In 1956, I was assigned as a prison guard/chaser at the infamous Middle Camp Fuji Brig. It was a no sitting,
no talking, red line brig.
This brig was so tough the maximum confinement was 30 days. Marines standing before a summary court
martial, who had the possibility of being sentenced to two weeks, would ask/beg for a sentence in excess of
thirty days in the hope that they would be sent to the Army, Hardy Barracks stockade, AKA, rest home.Within the Butler Building brig was a cage that contained about 16 double bunks. There were two cells for
solitary confinement outside the cage, along one bulkhead. These two cells had gold footprints painted on the
deck. Any prisoners sentenced to these cells were required to stand on two gold painted footprints. There
were no lights in the cells. The deck near those two cells was carpeted so that a prisoner was unable to hear a
guard approach. There was a rectangular cut about six inches by three inches at eyeball height in the cell
door. If a prisoner was found to be off the golden footprints, he was brought before his commander for
additional punishment. Usually restricted rations for three days. This consisted of a small box of rice cereal
without sugar, served three times a day with all the water one could drink.

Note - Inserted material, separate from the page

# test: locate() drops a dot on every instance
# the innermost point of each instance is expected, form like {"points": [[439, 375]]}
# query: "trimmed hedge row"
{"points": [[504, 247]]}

All meals were consumed in the mess hall while standing at parade rest. Everything served had to be eaten
with the exception of bones and paper products. After the morning meal, prisoners broke rocks with
sledgehammers until the noon meal. Following lunch, they were back out to the rock pile until the evening
meal. During inclement weather, the prisoners performed lock step, close order drill in the wire enclosure
outside the brig.
After showers, all prisoners stood at parade rest in front of their bunks, reading the Guide Book For Marines
until lights out at 2100 hours.
On Sundays, the prisoners had the opportunity to attend chapel. Not surprisingly, 100% did.
When a prisoner finished his sentence, we never saw him again. There was no recidivism in the Middle Camp
Fuji Brig. Every released prisoner was practically Squad Leader material. They found discipline, physical
fitness, and knew the Guide Book for Marines from cover to cover.
The above was a far cry from the “Correctional Institutes” later adopted where prisoners were able to take
out their frustrations by throwing feces and urine at prison guards.
One of the former prisoners wrote a Broadway play called, ‘The Brig”. The Los Angeles Times reviewed the
play. Part of what they had to say was, “The Brig is a modern inferno. The men who enter it abandon all
hope of mercy, striving only to find within themselves the strength to preserve their sanity against what seem
Here, hell is a Marine Corps prison… etc” A little overstated, but the fact remains that the entire Regiment
never had more than a dozen or so prisoners at any one time; far less than any other infantry regiment of the
times. The Vietnamese have a good term, “Binh nang, thuoc mang.” Big illness, strong medicine.